In the methionine/SAM cycle, accumulation of homocysteine can promote feedback inhibition or reversal of the SAHH reaction and increase SAH 80,81, a potent inhibitor of most SAM-dependent methylation reactions, thus lowering the methylation potential (SAM/SAH) 82,83. SAM is involved in over 50 methyl-transfer reactions to DNA, proteins, phospholipids and other small metabolites 82. Quantitatively, the major methyl consumers are biosynthesis of phosphatidylcholine (membranes, lipoproteins, bile, mucus, etc.) and creatine (energy recycling, etc.) 84–86. Sensitivity to SAH is methyltransferase and tissue-specific 83. Some pathways in particular have been implicated. For instance, in human studies, plasma homocysteine directly correlates SAH, which negatively correlates phosphatidylcholine (level and PUFA/DHA content) in blood/RBC 87,88 and DNA methylation in lymphocytes (Fig) 83. Note, SAM also plays a non-methyl role in polyamine biosynthesis (i.e. spermidine and spermine); although in cell studies SAM depletion had a greater effect on methylation 89,90.

Dysregulation of the methionine cycle has further repercussions for other connected metabolites/pathways. For instance, elevated homocysteine and inhibition/reversal of SAHH activity may deplete adenosine by trapping it in SAH 91. Conditions of low SAM or high homocysteine may promote compensatory BHMT activity at the expense of betaine 64,92. Low B12/MS activity and SAM may favour higher MTHFR activity and trapping of folate as methyl-THF. Low SAM may slow transsulfuration flux (i.e. CBS 5) and GSH metabolism (i.e.
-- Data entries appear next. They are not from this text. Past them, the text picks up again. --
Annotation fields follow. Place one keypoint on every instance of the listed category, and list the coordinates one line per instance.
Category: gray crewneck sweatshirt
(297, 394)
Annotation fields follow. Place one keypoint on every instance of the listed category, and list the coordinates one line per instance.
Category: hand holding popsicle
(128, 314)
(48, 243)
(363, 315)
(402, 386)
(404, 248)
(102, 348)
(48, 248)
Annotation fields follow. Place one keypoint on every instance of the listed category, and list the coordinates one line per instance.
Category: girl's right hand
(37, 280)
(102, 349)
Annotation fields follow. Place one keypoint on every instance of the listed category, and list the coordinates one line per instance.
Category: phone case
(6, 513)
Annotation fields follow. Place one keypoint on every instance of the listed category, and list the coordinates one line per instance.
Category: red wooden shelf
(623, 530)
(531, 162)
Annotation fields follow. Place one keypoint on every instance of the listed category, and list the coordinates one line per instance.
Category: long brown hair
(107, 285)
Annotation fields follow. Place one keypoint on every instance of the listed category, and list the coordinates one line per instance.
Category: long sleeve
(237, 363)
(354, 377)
Nrf2/GCL 93,94 and GST activity 95), which could link methylation and redox status in some conditions 5,96. Note, depletion of transsulfuration products (e.g. GSH/GSSG 4 and taurine 97) will increase CBS activity, but this may be limited by SAM, which stabilises CBS 5.

Long-term…?

In some studies, CFS has been associated with risk factors for cardiovascular disease (CVD) 98–100, the primary cause of death globally. CVD-related changes in CFS include increased arterial stiffness 100 and endothelial dysfunction (i.e. brachial artery flow-mediated dilation and forearm skin vasodilation) 98, which in turn, may be related to several factors including age, inflammation and oxidative stress 98–100.
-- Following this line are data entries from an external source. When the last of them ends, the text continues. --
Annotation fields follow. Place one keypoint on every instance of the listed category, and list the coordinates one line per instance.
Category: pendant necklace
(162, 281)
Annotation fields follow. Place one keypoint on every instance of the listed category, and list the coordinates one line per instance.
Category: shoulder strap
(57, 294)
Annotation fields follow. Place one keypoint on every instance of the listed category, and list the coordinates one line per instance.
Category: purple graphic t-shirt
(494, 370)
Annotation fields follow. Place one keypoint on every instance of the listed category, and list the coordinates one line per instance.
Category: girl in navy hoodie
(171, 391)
Sulfur metabolism is of major relevance to ageing and related diseases. Methionine restriction and transsulfuration pathways promote stress resistance, healthspan and longevity in animal models 101,102. Conversely, in humans elevated homocysteine (even more so SAH) is an independent risk factor for CVD 69, as well as other conditions including osteoporosis 103 and cognitive decline 104,105. Similarly, loss of thiol redox (incl. Cys/CySS and GSH/GSSG) is associated with CVD 61 and other age-related diseases 106. Note, low RBC GSH was associated with CVD risk factors in CFS 107.

So could sulfur be important in some with ME/CFS?